I deal with weak hip flexors and have taken up yoga to help me strengthen those connective tissues, better align the pelvis and make up for 35 years of running without much stretching. I used to play a lot of sports like basketball and soccer, which greatly helped prevent injuries because it was great training for balance, etc.
Having torn my ACL twice, I can no longer do those sports, which means yoga is a great alternative. You are never in a position where you can’t control your actions. The stress you put on your body is by choice, not circumstance. That would be a great starting point for dealing with your IT band problems.
A tear of the meniscus is a sign of something deeper in the joint that is out of line. Either you jolted your knee at some point causing a tear in the cartilage inside your knee or else it is worn down from constant bio-mechanical stress. Among women, that can occur because the angle of your upper leg from your hip is wider. That can result in an inward rotation of the leg from the hip. Sometimes you see this in gals whose legs flip out from the knee on one side or the other, or both.
If you have never had anyone assess your running form, now is the time. If you have been running a long time, the meniscus tear may be a warning sign that you need to address the biomechanics of your hips, knees and ankles. A good running shop can help you with this, because other than by video, it can’t be diagnosed.
I use a pedorthist, who confirmed I have a leg-length discrepancy. Okay, cut the jokes about the male anatomy for a minute and focus on the issue at hand, so to speak. What a varied leg length might mean is that my body is essentially twisted and tilted from 40,000 miles of running with slightly different length legs.
For anyone this is a problem, and issues like these can grind down the inside of your knee cartilage if you do not diagnose and address them. I suspect your meniscus tear is the result of both a high mileage increase and a bio-mechanical issue. Is may go away temporarily with rest and time, but if you don’t fix the problem it will likely come back, especially at marathon distances.
Rotating your tires
The best analogy is why you rotate your car tires. If you driving them forever in the same position, they develop wear patterns from making the same turns, etc. Rotate your tires and things become more balanced and the tires wear longer.
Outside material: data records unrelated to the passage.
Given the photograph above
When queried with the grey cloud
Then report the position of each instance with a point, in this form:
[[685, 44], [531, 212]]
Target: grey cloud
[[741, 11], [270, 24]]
The human analogy is that you must increase your muscular balance and strength while determining if your bi0-mechanics are disrupting the health of your stride. If they are, you may need to consider orthotics in one or both feet.
Physical therapy is also a great tool for rehabilitation of chronic injuries. A PT can usually do a few tests and see quite clearly where your problems start.
Dr. Cudworth may not be right
What do other readers think? That’s my take but it may not be right. What would you recommend for Brenda to fix both her IT band problem and torn meniscus? Stretching? Weight work? Surgery?